Suddenly, all my documents were floating in the ether. My reference files? Vanished. My email drafts? Unreachable. I had the gall to try looking up whether a cinnamon bun existed in 1893 (don’t ask), and the little “no connection” dinosaur just stood there mocking me with his tiny pixelated arms.

I realized something unsettling: I didn’t know how to write without having the entire universe at my fingertips. It was like trying to cook a five-course meal with a single spoon and no idea what’s in the fridge.

And don’t even get me started on how I couldn’t vent about it. My email? Down. My group chat? Dark. I was trapped with my own thoughts. It was just me and my spiraling imagination, which—as a cozy mystery author—meant that by hour two, I was convinced the outage was part of a sinister plot, and possibly the dog was involved.

Eventually, I gave up. Curled up with a book, decided the day was wasted, and dove into my embarrassingly tall TBR stack like a defeated heroine. It was oddly peaceful—until I remembered I couldn’t post about it online.

Here’s the thing: the internet has only been around in its full glory for less than 30 years, and yet it has completely rewired our lives. For writers. For readers. For everyone who’s ever looked up “what poison kills instantly but smells like vanilla.” (For a book.
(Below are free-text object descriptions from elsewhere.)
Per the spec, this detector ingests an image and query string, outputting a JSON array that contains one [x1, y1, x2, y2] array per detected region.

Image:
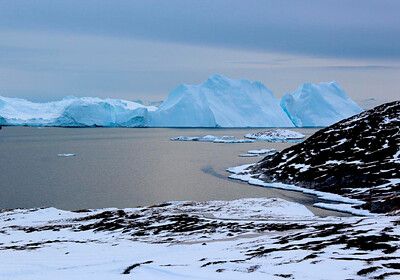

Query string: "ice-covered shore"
[[1, 199, 399, 280]]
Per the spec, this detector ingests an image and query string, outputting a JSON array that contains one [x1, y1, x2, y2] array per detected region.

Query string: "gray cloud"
[[0, 0, 399, 59]]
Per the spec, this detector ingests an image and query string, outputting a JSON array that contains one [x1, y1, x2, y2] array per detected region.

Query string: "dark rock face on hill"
[[251, 101, 400, 213]]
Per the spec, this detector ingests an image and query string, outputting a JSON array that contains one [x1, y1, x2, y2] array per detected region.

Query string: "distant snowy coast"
[[0, 74, 362, 128]]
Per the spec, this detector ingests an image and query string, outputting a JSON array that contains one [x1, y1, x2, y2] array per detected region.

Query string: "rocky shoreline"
[[247, 101, 400, 213]]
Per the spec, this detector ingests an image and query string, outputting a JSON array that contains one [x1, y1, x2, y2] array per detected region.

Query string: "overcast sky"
[[0, 0, 399, 103]]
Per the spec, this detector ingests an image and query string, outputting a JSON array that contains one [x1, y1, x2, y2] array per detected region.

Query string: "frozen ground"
[[1, 198, 399, 280]]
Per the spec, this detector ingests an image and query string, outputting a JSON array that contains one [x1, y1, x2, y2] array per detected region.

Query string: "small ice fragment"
[[248, 149, 277, 155], [239, 154, 259, 157], [57, 154, 76, 157], [171, 135, 254, 143]]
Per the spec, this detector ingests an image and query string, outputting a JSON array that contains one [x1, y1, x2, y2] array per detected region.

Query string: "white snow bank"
[[280, 81, 363, 127], [206, 198, 314, 219], [227, 164, 372, 216]]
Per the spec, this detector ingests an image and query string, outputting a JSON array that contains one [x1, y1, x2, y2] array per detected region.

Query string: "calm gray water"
[[0, 127, 349, 216]]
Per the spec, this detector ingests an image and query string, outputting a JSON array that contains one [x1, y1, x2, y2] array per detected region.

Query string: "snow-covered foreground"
[[1, 199, 399, 280]]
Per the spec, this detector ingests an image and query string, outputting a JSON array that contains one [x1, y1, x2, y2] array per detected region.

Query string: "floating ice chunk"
[[171, 135, 254, 143], [245, 129, 305, 142], [213, 137, 254, 143], [238, 154, 259, 157], [197, 135, 218, 142], [57, 154, 76, 157], [170, 136, 200, 141], [247, 149, 277, 155]]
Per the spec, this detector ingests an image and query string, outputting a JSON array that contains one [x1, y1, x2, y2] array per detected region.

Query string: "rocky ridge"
[[250, 101, 400, 213]]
Obviously.)

It made me think of a quote I saw once:
“You never really know someone until you've seen them try to function for three hours with slow internet.”
I would now like to amend that to: “You never really know yourself until you’ve tried to write a novel during a full internet outage with only a confused dog and cold coffee for company.”
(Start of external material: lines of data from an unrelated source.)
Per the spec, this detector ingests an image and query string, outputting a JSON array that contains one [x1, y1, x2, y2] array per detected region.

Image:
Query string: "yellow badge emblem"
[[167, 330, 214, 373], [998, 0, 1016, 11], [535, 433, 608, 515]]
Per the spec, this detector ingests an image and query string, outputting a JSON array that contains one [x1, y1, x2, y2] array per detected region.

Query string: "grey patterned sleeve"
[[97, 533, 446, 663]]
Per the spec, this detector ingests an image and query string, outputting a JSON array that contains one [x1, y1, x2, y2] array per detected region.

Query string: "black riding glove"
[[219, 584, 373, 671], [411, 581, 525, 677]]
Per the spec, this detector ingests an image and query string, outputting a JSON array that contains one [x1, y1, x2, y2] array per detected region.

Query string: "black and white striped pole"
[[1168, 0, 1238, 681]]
So, dear reader, if you ever catch me gazing wistfully into the distance, it’s not because I’m dreaming up plot twists. It’s because I’m remembering the day the internet left me… and how I almost started writing on actual paper again.

Almost.

So how did I manage to survive the day? I finally decided 'research' was really called for, I went upstairs into the library, grabbed one of my favorite cozy mysteries and put up my feet. No excuse needed because - hey, the internet's out!